Wednesday, August 01, 2007

A Useful Reminder

Over at The Plank, Jonathan Chait bemoans the sale of the Wall Street Journal to Rupert Murdoch. I don't want to be too critical of Chait and The Plank since they're having one of their better days, but I thought I'd address this part of his lament:
If you want to learn about business lobbying or the details of a tax bill, there's no better source. The commitment of the Journal's newswriters to fair political reporting routinely infuriates the rabid partisans of the editorial page.
Here's a useful reminder, from a 2004 study by researchers at UCLA and University of Missouri (emphasis mine):
One surprise is the Wall Street Journal, which we find as the most liberal of all 20 news outlets. We should first remind readers that this estimate (as well as all other newspaper estimates) refers only to the news of the Wall Street Journal; we omitted all data that came from its editorial page. If we included data from the editorial page, surely it would appear more conservative.

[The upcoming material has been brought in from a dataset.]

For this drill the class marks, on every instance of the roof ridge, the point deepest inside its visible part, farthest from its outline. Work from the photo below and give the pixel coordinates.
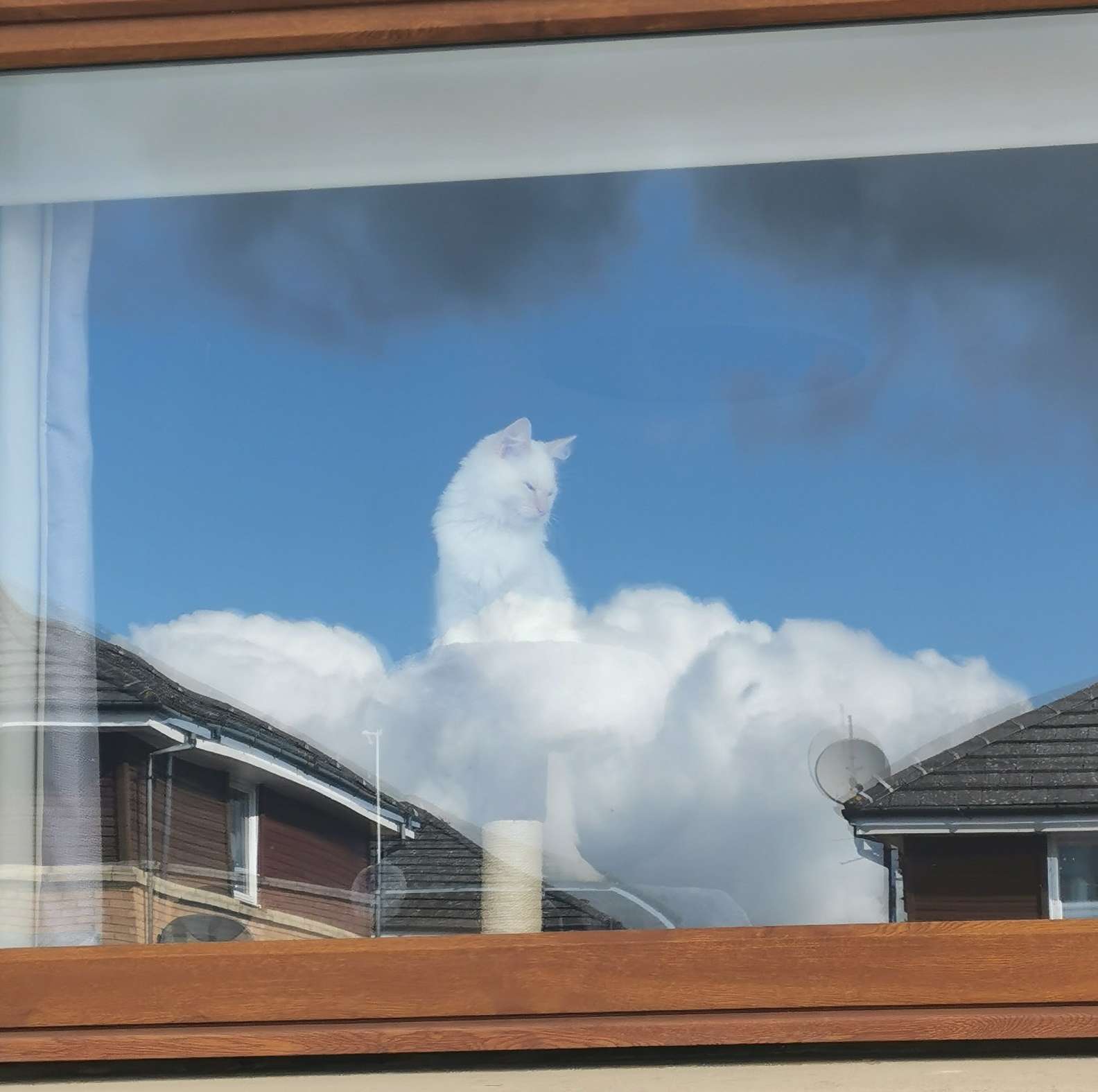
(905, 778)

Second, some anecdotal evidence agrees with our result. For instance, Reed Irvine and Cliff Kincaid (2001) note that “The Journal has had a long-standing separation between its conservative editorial pages and its liberal news pages.” Paul Sperry, in an article titled the “Myth of the Conservative Wall Street Journal,” notes that the news division of the Journal sometimes calls the editorial division “Nazis.” “Fact is,” Sperry writes, “the Journal’s news and editorial departments are as politically polarized as North and
South Korea.”

Third, a recent poll from the Pew Research Center indicates that a greater percentage of Democrats, 29%, say they trust the Journal than do Republicans, 23%. Importantly, the question did not say “the news division at the Wall Street Journal.” If it had, Democrats surely would have said they trusted the Journal even more, and Republicans even less.

Finally, and perhaps most important, a scholarly study—by Lott and Hasset (2004)—gives evidence that is consistent with our result. As far as we are aware this is the only other study that examines the political bias of the news pages of the Wall Street Journal. Of the ten major newspapers that it examines, the study estimates the Wall Street Journal as the second-most liberal. Only Newsday is more liberal, and the Journal is substantially more liberal than the New York Times, Washington Post, L.A. Times, and USA Today.
Just something to keep in mind. Despite Chait's best attempts to make it seem that way, the Journal's news staff is hardly the centrist, independent, non-ideological newsmen trying to keep the folks at the editorial page in line. No question the editorial page leans conservative, but let's get the rest of the story as well.